Though Freud described Ferenczi and Rank’s efforts as a “fresh daredevil initiative,” he was suspicious of the quick cures they promised.
77
Freud had had his beard shaved off before his cancer operation, and it had taken six weeks to grow back. Three months later the scar had yet to heal. Wouldn’t it take a bit longer than a scar takes to heal, he asked cynically of Ferenczi and Rank’s work, to penetrate to the deepest levels of the unconscious? Their practice sparked a controversy between progressive and more traditional analysts; the British analyst Edward Glover, a proponent of passive therapy who believed that shaking hands with patients might provoke needless emotional contagion, was the most vocal defender of orthodoxy. It is important to stress, however, that Ferenczi and Rank were not doubters but zealous reformers in psychoanalysis’s name—as was Reich. They found fault with classical analysis only because they had higher hopes for analysis itself.
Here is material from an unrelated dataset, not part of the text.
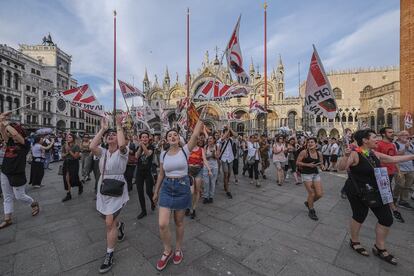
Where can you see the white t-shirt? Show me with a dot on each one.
(114, 169)
(175, 165)
(253, 150)
(334, 149)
Freud expressed concern that active therapy might be “a risky temptation for ambitious beginners.”
78
Reich, disappointed with the “[Egyptian] mummy-like” attitude required of him in passive analysis, was one of the “ambitious beginners” drawn to Ferenczi and Rank’s cutting-edge and more dynamic technique. He sought to fuse their innovations with Abraham and Jones’s parallel developments in characterology and with his own theory of the orgasm, a synthesis that culminated in his book
Character Analysis
(1933). Reich later claimed that in 1930, the year he left for Berlin, Freud had credited him with being “the founder of the modern technique in analysis.”
79
Reich is indeed almost universally acknowledged as the founder of a new method of analyzing a patient’s defenses, a technique that evolved into what became known as ego psychology. This was the dominant therapeutic practice in the 1950s, especially in the United States, where
Character Analysis
became a standard training manual for many years—though it was employed in the States to very different ends from those for which Reich first imagined it.